Verhältnis zu weiteren Rechtsvorschriften
Die KI-VO ergänzt und konkretisiert bestehende Regelungen, etwa die DSGVO, die Produktsicherheitsrichtlinie, die Maschinenverordnung und sektorspezifische Normen. Gleichzeitig kann sie durch Verweisvorschriften (sog. Öffnungsklauseln) ergänzt bzw. präzisiert werden, um Überschneidungen mit anderen Rechtsakten zu vermeiden.
Inkrafttreten und Übergangsfristen
Die KI-VO tritt nach ihrer Veröffentlichung im Amtsblatt der EU in Kraft. Nach einer Übergangsfrist (in der Regel 24 Monate) werden weite Teile der Verordnung anwendbar. Für bestimmte Bereiche wie das Verbot unannehmbarer KI-Systeme können kürzere Fristen gelten.
Quellen und Weiterführendes
- EUR-Lex: Vorschlag für eine Verordnung des Europäischen Parlaments und des Rates zur Festlegung harmonisierter Vorschriften für Künstliche Intelligenz (KI-Verordnung)

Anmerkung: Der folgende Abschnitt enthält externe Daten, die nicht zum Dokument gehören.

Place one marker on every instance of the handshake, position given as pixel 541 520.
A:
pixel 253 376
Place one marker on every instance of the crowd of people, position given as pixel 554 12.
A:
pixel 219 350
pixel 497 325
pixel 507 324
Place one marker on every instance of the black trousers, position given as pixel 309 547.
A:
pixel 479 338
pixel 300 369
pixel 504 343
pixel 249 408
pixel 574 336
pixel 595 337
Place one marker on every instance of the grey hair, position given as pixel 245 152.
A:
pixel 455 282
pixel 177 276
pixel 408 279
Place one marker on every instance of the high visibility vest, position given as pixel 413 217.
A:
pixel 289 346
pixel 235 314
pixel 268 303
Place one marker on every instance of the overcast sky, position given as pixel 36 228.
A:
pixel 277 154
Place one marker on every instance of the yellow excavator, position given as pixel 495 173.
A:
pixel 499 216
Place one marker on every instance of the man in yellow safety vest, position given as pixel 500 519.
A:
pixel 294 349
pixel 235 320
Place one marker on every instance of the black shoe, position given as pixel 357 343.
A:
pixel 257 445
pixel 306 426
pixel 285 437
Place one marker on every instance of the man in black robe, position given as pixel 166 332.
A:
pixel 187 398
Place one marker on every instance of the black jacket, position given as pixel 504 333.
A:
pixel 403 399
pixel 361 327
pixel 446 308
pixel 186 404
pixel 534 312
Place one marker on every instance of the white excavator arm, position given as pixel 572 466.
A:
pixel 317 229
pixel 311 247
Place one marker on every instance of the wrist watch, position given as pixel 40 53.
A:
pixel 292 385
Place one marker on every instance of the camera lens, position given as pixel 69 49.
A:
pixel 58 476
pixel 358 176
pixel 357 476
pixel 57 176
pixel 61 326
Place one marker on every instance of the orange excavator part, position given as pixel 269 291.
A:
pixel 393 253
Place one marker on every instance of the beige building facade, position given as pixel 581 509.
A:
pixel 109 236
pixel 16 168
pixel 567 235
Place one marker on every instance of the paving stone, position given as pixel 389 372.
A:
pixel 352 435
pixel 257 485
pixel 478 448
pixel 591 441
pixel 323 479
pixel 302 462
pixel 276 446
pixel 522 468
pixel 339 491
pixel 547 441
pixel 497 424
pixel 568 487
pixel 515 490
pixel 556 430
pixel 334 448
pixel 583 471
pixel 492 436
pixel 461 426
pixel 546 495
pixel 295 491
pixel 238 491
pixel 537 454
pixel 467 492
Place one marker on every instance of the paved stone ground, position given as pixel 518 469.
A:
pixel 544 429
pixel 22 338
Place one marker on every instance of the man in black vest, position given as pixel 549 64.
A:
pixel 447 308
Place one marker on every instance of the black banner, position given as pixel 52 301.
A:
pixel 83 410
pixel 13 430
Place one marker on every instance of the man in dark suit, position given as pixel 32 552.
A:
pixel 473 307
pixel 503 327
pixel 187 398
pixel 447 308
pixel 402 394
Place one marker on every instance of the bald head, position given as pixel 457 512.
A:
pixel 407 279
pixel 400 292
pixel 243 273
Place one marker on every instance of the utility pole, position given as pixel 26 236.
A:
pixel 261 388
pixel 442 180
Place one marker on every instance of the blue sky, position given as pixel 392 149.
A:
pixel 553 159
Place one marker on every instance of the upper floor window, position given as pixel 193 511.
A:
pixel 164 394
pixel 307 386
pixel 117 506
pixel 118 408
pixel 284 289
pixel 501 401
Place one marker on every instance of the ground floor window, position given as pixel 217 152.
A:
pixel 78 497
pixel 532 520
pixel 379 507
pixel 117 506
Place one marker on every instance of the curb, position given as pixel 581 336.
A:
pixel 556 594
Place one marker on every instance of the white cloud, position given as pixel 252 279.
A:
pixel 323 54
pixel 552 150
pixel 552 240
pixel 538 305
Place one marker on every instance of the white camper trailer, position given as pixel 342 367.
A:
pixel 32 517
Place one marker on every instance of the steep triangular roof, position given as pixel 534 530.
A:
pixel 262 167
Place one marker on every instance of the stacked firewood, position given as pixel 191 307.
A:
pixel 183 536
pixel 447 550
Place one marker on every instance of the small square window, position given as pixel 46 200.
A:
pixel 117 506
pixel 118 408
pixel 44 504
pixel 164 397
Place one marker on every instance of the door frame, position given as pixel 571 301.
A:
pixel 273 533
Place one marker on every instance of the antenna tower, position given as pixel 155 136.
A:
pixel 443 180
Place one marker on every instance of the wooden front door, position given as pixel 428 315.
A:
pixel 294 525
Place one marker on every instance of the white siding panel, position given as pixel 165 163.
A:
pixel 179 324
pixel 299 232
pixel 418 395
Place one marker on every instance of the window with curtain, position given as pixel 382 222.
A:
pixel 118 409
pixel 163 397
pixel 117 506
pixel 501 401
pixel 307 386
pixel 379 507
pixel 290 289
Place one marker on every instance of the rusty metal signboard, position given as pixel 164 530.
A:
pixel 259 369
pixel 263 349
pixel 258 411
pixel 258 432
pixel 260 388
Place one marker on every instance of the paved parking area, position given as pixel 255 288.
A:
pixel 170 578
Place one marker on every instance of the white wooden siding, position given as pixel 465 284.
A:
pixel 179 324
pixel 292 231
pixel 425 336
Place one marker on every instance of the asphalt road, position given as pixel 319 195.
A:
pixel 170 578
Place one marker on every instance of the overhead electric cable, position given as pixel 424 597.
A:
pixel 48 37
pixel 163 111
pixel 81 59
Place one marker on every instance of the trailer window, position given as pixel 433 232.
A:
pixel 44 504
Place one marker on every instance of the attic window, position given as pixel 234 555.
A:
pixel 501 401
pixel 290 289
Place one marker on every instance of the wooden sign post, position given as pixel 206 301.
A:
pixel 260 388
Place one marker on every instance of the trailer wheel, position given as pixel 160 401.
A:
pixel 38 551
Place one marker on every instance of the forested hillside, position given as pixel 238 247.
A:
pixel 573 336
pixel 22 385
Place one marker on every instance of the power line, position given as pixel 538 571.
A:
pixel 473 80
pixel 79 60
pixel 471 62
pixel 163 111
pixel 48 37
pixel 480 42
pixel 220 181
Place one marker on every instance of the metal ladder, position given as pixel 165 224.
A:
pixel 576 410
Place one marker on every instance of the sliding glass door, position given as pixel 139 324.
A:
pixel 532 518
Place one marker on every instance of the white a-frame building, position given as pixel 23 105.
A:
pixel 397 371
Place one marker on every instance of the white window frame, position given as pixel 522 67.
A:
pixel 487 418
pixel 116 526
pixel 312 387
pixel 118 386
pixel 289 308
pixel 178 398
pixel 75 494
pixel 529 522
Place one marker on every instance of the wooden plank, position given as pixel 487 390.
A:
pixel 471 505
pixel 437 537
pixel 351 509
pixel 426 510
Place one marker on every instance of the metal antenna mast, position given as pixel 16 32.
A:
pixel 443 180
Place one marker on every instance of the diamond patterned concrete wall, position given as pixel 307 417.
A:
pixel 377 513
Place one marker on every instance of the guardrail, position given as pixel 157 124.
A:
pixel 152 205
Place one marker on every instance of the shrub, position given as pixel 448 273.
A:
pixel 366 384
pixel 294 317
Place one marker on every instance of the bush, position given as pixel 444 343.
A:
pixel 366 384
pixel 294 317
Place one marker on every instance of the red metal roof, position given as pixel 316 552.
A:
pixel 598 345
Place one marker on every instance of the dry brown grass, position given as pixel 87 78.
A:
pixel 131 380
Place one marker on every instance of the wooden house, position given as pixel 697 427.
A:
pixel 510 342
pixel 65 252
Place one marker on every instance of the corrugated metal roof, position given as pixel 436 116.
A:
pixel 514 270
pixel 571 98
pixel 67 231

- Europäische Kommission – Fragen und Antworten zur KI-Verordnung
- Datenschutz-Grundverordnung (DSGVO)
Die KI-VO ist ein zentraler Baustein des europäischen Rechtsrahmens für moderne Technologien und adressiert umfassend die Regulierung, Steuerung und Überwachung von Künstlicher Intelligenz mit dem Ziel, Innovation und Schutz von Grundrechten in Einklang zu bringen.
Häufig gestellte Fragen
Wer ist von der KI-Verordnung (KI-VO) der EU betroffen?
Die KI-Verordnung (KI-VO) der EU richtet sich grundsätzlich an eine Vielzahl von Akteuren, die in den Lebenszyklus von KI-Systemen eingebunden sind. Hierzu zählen Anbieter und Inverkehrbringer von KI-Systemen, Nutzer und Nutzerinnen (sowohl private als auch öffentliche Stellen), Importeure, Händler sowie autorisierte Vertreter von KI-Systemen, die auf dem EU-Binnenmarkt bereitgestellt, in Verkehr gebracht oder in Betrieb genommen werden. Die KI-VO entfaltet ihre Wirkung sowohl auf europäische Unternehmen als auch auf Akteure aus Drittstaaten, sofern die von diesen angebotenen KI-Systeme im Unionsgebiet genutzt werden oder Auswirkungen entfalten. Durch die extraterritoriale Wirkung soll sichergestellt werden, dass auch außerhalb der EU entwickelte und betriebene KI-Systeme, die innerhalb der EU etwa auf den Markt gelangen oder deren Ergebnisse in der EU verwendet werden, den rechtlichen Anforderungen der Verordnung unterliegen. Ebenso adressiert die KI-VO verschiedene Rollen (wie Hersteller, Nutzer, Anbieter, und Dritte), um eine lückenlose Regulierung zu erreichen und Umgehungen zu verhindern.
Welche Pflichten ergeben sich für Anbieter von Hochrisiko-KI-Systemen?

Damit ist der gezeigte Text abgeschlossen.